Steve Cross was seriously burned in a house fire and immediately transported to University of Utah Hospital for medical treatment. While there, Cross incurred in excess of $180,000 in medical expenses. Cross qualified as medically indigent for payment of services rendered by the hospital. See I.C. § 31-3502. Payette County conceded some responsibility for Cross’s medical bills, but asserted that the county was only liable for the first $10,000 of the claim. The county paid that amount and a portion thereof went to the University of Utah Hospital. The county argued that, pursuant to state law, the remainder of the claim was apportioned to the Catastrophic Health Care Cost Program (CHCCP). CHCCP was originally financed through funds provided by the counties themselves. Responsibility for the program’s funding was eventually transferred to the state. However, for a time, the governor refused to approve legislative funding for the program. When the hospital sought reimbursement for the care of Cross, CHCCP was unfunded and, hence, the hospital could not collect from CHCCP. CHCCP, however, had notified the counties that it was unfunded and that the counties should only pay the $10,000 deductible required by law.

The hospital then sought payment directly from the county for the entire amount, and the board of commissioners denied the claim. The hospital filed an appeal from the decision of the board of commissioners with the district court. As stated in the notice of appeal to the district court, the hospital ostensibly “appealed] from the verbal action” of the CHCCP as well.

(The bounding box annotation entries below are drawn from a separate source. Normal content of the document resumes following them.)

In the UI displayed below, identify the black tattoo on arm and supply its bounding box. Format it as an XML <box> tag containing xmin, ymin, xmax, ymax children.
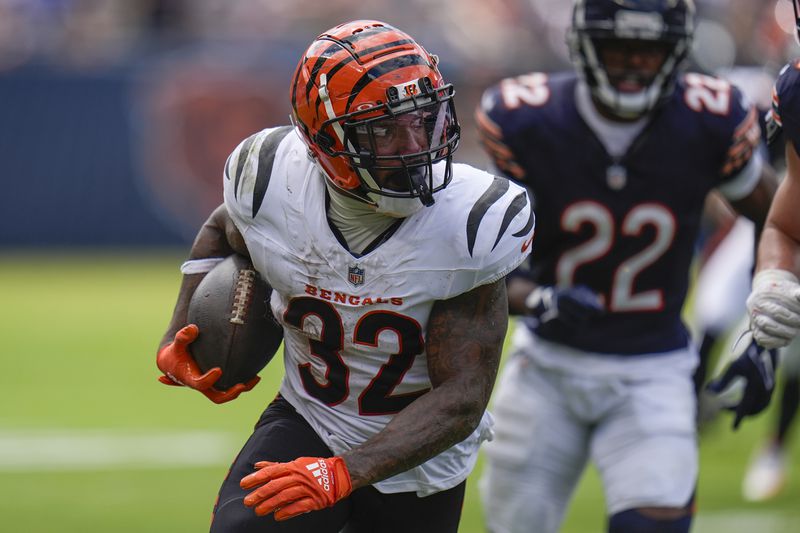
<box><xmin>343</xmin><ymin>279</ymin><xmax>508</xmax><ymax>489</ymax></box>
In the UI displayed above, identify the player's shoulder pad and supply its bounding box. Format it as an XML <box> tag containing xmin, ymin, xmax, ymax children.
<box><xmin>443</xmin><ymin>164</ymin><xmax>535</xmax><ymax>286</ymax></box>
<box><xmin>223</xmin><ymin>126</ymin><xmax>293</xmax><ymax>220</ymax></box>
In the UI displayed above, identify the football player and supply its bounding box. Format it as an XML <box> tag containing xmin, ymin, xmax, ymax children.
<box><xmin>747</xmin><ymin>0</ymin><xmax>800</xmax><ymax>354</ymax></box>
<box><xmin>158</xmin><ymin>20</ymin><xmax>534</xmax><ymax>533</ymax></box>
<box><xmin>743</xmin><ymin>0</ymin><xmax>800</xmax><ymax>501</ymax></box>
<box><xmin>477</xmin><ymin>0</ymin><xmax>774</xmax><ymax>533</ymax></box>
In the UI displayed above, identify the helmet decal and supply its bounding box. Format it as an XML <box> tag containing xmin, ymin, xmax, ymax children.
<box><xmin>290</xmin><ymin>21</ymin><xmax>460</xmax><ymax>213</ymax></box>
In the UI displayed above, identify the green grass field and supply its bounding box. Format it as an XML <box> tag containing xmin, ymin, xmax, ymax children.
<box><xmin>0</xmin><ymin>252</ymin><xmax>800</xmax><ymax>533</ymax></box>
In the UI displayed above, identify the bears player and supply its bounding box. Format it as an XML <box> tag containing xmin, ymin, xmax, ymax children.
<box><xmin>158</xmin><ymin>20</ymin><xmax>534</xmax><ymax>533</ymax></box>
<box><xmin>476</xmin><ymin>0</ymin><xmax>774</xmax><ymax>533</ymax></box>
<box><xmin>743</xmin><ymin>0</ymin><xmax>800</xmax><ymax>501</ymax></box>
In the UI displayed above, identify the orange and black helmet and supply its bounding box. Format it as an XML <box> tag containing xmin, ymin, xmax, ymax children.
<box><xmin>291</xmin><ymin>20</ymin><xmax>460</xmax><ymax>205</ymax></box>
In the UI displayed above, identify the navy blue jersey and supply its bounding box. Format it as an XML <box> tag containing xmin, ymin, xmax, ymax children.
<box><xmin>476</xmin><ymin>73</ymin><xmax>760</xmax><ymax>354</ymax></box>
<box><xmin>767</xmin><ymin>60</ymin><xmax>800</xmax><ymax>153</ymax></box>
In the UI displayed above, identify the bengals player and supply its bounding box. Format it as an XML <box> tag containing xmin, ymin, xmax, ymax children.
<box><xmin>158</xmin><ymin>21</ymin><xmax>534</xmax><ymax>533</ymax></box>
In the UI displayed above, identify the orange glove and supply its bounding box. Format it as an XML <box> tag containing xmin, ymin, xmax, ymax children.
<box><xmin>156</xmin><ymin>324</ymin><xmax>261</xmax><ymax>403</ymax></box>
<box><xmin>239</xmin><ymin>457</ymin><xmax>353</xmax><ymax>520</ymax></box>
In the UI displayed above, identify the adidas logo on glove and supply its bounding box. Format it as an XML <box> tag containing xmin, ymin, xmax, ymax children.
<box><xmin>306</xmin><ymin>460</ymin><xmax>331</xmax><ymax>492</ymax></box>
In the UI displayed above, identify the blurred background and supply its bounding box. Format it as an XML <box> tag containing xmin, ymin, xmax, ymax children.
<box><xmin>0</xmin><ymin>0</ymin><xmax>800</xmax><ymax>532</ymax></box>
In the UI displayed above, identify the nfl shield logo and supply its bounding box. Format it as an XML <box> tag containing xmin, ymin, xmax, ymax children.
<box><xmin>347</xmin><ymin>265</ymin><xmax>364</xmax><ymax>285</ymax></box>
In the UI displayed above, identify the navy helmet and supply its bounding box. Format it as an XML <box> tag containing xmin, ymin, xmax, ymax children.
<box><xmin>567</xmin><ymin>0</ymin><xmax>692</xmax><ymax>118</ymax></box>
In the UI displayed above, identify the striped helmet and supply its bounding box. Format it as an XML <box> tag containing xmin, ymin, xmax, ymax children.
<box><xmin>291</xmin><ymin>20</ymin><xmax>460</xmax><ymax>210</ymax></box>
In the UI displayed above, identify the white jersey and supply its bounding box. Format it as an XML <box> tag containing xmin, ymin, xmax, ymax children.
<box><xmin>223</xmin><ymin>126</ymin><xmax>534</xmax><ymax>495</ymax></box>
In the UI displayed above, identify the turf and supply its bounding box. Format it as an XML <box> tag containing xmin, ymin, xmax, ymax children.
<box><xmin>0</xmin><ymin>251</ymin><xmax>800</xmax><ymax>533</ymax></box>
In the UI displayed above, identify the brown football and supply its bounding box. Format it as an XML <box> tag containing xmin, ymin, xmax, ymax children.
<box><xmin>188</xmin><ymin>254</ymin><xmax>283</xmax><ymax>390</ymax></box>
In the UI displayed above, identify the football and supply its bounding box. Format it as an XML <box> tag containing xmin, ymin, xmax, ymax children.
<box><xmin>188</xmin><ymin>254</ymin><xmax>283</xmax><ymax>390</ymax></box>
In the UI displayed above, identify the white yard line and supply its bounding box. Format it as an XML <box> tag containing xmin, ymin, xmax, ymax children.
<box><xmin>692</xmin><ymin>509</ymin><xmax>797</xmax><ymax>533</ymax></box>
<box><xmin>0</xmin><ymin>429</ymin><xmax>243</xmax><ymax>472</ymax></box>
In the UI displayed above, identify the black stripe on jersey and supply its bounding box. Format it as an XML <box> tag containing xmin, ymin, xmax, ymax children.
<box><xmin>344</xmin><ymin>54</ymin><xmax>428</xmax><ymax>113</ymax></box>
<box><xmin>233</xmin><ymin>133</ymin><xmax>258</xmax><ymax>198</ymax></box>
<box><xmin>467</xmin><ymin>177</ymin><xmax>509</xmax><ymax>256</ymax></box>
<box><xmin>253</xmin><ymin>126</ymin><xmax>292</xmax><ymax>218</ymax></box>
<box><xmin>511</xmin><ymin>193</ymin><xmax>536</xmax><ymax>237</ymax></box>
<box><xmin>306</xmin><ymin>39</ymin><xmax>414</xmax><ymax>116</ymax></box>
<box><xmin>492</xmin><ymin>191</ymin><xmax>533</xmax><ymax>250</ymax></box>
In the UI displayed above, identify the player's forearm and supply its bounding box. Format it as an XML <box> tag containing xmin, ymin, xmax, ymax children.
<box><xmin>343</xmin><ymin>280</ymin><xmax>508</xmax><ymax>488</ymax></box>
<box><xmin>159</xmin><ymin>206</ymin><xmax>246</xmax><ymax>348</ymax></box>
<box><xmin>756</xmin><ymin>224</ymin><xmax>800</xmax><ymax>275</ymax></box>
<box><xmin>508</xmin><ymin>277</ymin><xmax>537</xmax><ymax>315</ymax></box>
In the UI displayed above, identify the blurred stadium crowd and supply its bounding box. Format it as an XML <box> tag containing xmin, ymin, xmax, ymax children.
<box><xmin>0</xmin><ymin>0</ymin><xmax>796</xmax><ymax>247</ymax></box>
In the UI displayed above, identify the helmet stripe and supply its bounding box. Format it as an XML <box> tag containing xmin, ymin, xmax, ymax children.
<box><xmin>345</xmin><ymin>54</ymin><xmax>430</xmax><ymax>113</ymax></box>
<box><xmin>312</xmin><ymin>39</ymin><xmax>414</xmax><ymax>115</ymax></box>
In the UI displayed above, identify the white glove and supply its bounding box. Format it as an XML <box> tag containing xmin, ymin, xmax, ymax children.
<box><xmin>747</xmin><ymin>269</ymin><xmax>800</xmax><ymax>348</ymax></box>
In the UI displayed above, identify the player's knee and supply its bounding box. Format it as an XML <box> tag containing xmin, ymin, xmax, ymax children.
<box><xmin>608</xmin><ymin>507</ymin><xmax>692</xmax><ymax>533</ymax></box>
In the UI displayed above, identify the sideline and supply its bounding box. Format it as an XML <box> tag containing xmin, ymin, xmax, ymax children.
<box><xmin>0</xmin><ymin>429</ymin><xmax>242</xmax><ymax>472</ymax></box>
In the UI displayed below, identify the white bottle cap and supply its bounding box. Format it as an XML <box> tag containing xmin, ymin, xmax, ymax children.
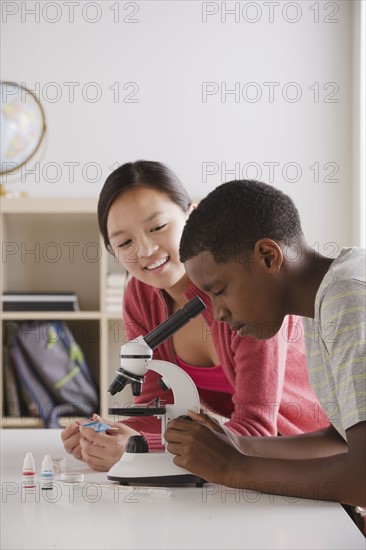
<box><xmin>61</xmin><ymin>472</ymin><xmax>84</xmax><ymax>483</ymax></box>
<box><xmin>23</xmin><ymin>453</ymin><xmax>35</xmax><ymax>470</ymax></box>
<box><xmin>42</xmin><ymin>455</ymin><xmax>53</xmax><ymax>473</ymax></box>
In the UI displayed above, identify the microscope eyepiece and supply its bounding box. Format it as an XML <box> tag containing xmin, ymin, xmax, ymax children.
<box><xmin>143</xmin><ymin>296</ymin><xmax>206</xmax><ymax>349</ymax></box>
<box><xmin>108</xmin><ymin>296</ymin><xmax>206</xmax><ymax>396</ymax></box>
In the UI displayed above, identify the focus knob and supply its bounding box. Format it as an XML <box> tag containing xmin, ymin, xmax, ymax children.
<box><xmin>125</xmin><ymin>435</ymin><xmax>149</xmax><ymax>453</ymax></box>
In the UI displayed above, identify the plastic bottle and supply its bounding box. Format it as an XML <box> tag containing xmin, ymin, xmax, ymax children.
<box><xmin>22</xmin><ymin>453</ymin><xmax>36</xmax><ymax>489</ymax></box>
<box><xmin>41</xmin><ymin>455</ymin><xmax>54</xmax><ymax>491</ymax></box>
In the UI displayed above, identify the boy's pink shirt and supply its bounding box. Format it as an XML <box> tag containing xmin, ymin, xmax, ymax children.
<box><xmin>123</xmin><ymin>279</ymin><xmax>329</xmax><ymax>450</ymax></box>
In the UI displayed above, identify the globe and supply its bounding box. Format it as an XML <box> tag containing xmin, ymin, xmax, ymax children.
<box><xmin>0</xmin><ymin>82</ymin><xmax>46</xmax><ymax>174</ymax></box>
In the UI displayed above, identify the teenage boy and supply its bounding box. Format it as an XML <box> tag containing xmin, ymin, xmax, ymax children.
<box><xmin>165</xmin><ymin>180</ymin><xmax>366</xmax><ymax>506</ymax></box>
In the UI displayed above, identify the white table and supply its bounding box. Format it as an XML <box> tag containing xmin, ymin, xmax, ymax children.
<box><xmin>0</xmin><ymin>429</ymin><xmax>365</xmax><ymax>550</ymax></box>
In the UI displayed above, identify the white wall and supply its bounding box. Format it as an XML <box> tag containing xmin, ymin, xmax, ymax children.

The district court issued a memorandum decision and order on July 20, 1994. The district court held that the county was ultimately responsible to pay for the care of the medically indigent. Therefore, the district court reversed the decision of the board of commissioners and remanded the matter for appropriate action consistent with its opinion. The district court refused to review the hospital’s claim against CHCCP because it was not raised in the proceeding before the board of commissioners from which the appeal was taken. The district court held that the county, as a governmental unit, could not be charged prejudgment interest due to sovereign immunity. The district court denied attorney fees to both sides. The hospital then sought the entry of an order for a money judgment and requested post-judgment interest. The district court held that Idaho Code Section 67-5279 prohibited the issuance of a money judgment and required the case be remanded so the county commissioners could enter a decision consistent with the district court’s appellate ruling. The district court also concluded that the hospital was not entitled to postjudgment interest or attorney fees, but awarded costs to the hospital.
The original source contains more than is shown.